Im Zentrum des Verfahrens steht ein ehemaliger Frankfurter Oberstaatsanwalt, der im Mai 2023 wegen Korruptionsdelikten zu einer mehrjährigen Freiheitsstrafe verurteilt worden war. Er hatte seit 2010 eine Zentralstelle zur Bekämpfung von Korruptionsstraftaten im Gesundheitswesen geleitet und gemeinsam mit einem Unternehmer eine Gesellschaft gegründet, über die Gutachten in Strafverfahren gegen Ärztinnen und Ärzte beauftragt wurden.
Die Gutachten wurden in Ermittlungs- und Strafverfahren unter anderem im Zusammenhang mit Abrechnungsbetrug im Gesundheitssektor verwendet. Die Vergütungen hierfür wurden nach formaler Freigabe durch den Oberstaatsanwalt aus der Staatskasse gezahlt. Nach den Feststellungen war der Unternehmer als Geschäftspartner an der GmbH beteiligt, während der Oberstaatsanwalt über eine stille Beteiligung wirtschaftlich profitierte. Beide wurden strafrechtlich wegen Korruption bzw. Bestechung verurteilt.
Klageforderung des Landes Hessen über 5,7 Millionen Euro
Das Land Hessen machte in der Folge zivilrechtliche Schadensersatzansprüche in Höhe von rund 5,7 Millionen Euro geltend. Diese Summe entsprach nach Angaben des Landes den an die Gesellschaft gezahlten Gutachtervergütungen im Rahmen der Strafverfahren.
Die 4. Zivilkammer des Landgerichts Frankfurt am Main wies die Klage jedoch mit Urteil vom 27. Mai 2026 ab. Nach Auffassung des Gerichts begründet der Straftatbestand der Bestechung keinen zivilrechtlichen Schadensersatzanspruch, da dieser primär den Schutz der Integrität des öffentlichen Dienstes und nicht unmittelbar die Vermögensinteressen des Staates bezwecke. Damit fehle es an der Einordnung als sogenanntes Schutzgesetz im Sinne des Zivilrechts.

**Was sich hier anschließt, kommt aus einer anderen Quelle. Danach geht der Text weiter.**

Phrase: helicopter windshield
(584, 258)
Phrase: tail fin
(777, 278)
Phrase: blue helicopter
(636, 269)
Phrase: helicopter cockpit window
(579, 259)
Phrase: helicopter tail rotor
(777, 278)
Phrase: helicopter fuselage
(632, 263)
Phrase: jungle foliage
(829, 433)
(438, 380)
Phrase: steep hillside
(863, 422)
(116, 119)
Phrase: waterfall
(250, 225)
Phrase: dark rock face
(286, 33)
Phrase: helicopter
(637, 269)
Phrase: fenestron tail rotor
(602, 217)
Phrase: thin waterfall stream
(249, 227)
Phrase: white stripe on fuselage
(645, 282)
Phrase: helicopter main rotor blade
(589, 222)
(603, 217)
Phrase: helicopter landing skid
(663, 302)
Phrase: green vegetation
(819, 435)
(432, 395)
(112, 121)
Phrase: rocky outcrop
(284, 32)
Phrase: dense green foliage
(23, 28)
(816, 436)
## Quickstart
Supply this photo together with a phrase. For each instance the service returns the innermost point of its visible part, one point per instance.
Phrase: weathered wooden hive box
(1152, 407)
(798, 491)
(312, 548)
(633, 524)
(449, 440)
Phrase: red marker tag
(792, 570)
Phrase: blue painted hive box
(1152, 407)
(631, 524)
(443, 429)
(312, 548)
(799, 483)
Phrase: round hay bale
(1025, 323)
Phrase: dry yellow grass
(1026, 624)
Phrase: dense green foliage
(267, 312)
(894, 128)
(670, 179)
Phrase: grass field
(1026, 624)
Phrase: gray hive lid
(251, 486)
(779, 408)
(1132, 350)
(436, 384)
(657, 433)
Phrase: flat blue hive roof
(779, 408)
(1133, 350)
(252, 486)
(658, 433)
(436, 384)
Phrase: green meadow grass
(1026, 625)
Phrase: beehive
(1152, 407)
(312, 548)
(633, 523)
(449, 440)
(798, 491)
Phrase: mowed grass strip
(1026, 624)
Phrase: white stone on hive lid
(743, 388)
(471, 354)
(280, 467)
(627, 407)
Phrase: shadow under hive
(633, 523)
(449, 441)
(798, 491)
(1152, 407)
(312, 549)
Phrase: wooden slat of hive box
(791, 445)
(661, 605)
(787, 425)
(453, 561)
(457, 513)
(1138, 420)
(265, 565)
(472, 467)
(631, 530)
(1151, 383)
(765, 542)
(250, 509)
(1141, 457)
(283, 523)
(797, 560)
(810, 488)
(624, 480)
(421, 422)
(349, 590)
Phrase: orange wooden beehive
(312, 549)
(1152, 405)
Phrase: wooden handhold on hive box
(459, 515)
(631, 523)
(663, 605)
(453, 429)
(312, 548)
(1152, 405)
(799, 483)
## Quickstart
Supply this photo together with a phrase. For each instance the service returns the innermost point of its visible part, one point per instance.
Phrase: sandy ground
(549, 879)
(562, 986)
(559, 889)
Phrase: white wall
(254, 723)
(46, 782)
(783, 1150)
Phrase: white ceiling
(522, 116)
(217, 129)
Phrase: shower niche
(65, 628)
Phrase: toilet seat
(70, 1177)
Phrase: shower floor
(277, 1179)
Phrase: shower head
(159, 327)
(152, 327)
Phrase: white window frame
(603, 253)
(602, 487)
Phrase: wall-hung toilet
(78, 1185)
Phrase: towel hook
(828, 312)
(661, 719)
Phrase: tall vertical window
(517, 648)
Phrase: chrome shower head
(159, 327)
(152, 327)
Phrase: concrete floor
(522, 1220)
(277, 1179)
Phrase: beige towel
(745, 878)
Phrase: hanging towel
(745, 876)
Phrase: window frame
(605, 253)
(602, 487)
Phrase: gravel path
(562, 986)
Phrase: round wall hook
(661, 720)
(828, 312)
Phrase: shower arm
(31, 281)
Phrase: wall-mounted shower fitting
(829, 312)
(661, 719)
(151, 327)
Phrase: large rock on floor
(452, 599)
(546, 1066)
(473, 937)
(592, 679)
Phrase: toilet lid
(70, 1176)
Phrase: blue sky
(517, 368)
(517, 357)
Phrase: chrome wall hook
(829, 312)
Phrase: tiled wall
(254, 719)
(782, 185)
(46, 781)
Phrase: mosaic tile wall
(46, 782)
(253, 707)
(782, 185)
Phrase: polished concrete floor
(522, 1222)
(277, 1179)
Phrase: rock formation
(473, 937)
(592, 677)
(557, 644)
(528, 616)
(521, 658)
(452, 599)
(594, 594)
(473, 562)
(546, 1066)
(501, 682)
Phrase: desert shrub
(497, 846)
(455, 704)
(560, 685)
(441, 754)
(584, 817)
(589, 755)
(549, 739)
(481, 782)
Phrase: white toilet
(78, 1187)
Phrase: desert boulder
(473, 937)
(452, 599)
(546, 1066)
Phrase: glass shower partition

Keine Haftung trotz strafbarem Verhalten
Auch eine Haftung wegen Untreue wurde vom Gericht verneint. Der beklagte Unternehmer habe weder selbst eine Untreuehandlung begangen noch eine solche des Oberstaatsanwalts in strafrechtlich relevanter Weise unterstützt. Insbesondere sei nicht nachgewiesen worden, dass ihm die internen dienstrechtlichen Pflichten des Oberstaatsanwalts im Detail bekannt gewesen seien.
Ebenfalls scheiterte der Anspruch aus sittenwidriger vorsätzlicher Schädigung. Das Gericht führte aus, dass die gezahlten Gutachterleistungen tatsächlich in Strafverfahren verwendet worden seien und deren inhaltliche Qualität nicht beanstandet wurde. Damit fehle es an einem nachweisbaren Vermögensschaden im zivilrechtlichen Sinne, auch wenn das zugrunde liegende Verhalten als erheblich pflichtwidrig und vertrauenserschütternd bewertet wurde.
Das Urteil (Az. 2-04 O 628/23) ist noch nicht rechtskräftig. Eine Berufung zum Oberlandesgericht Frankfurt am Main ist möglich.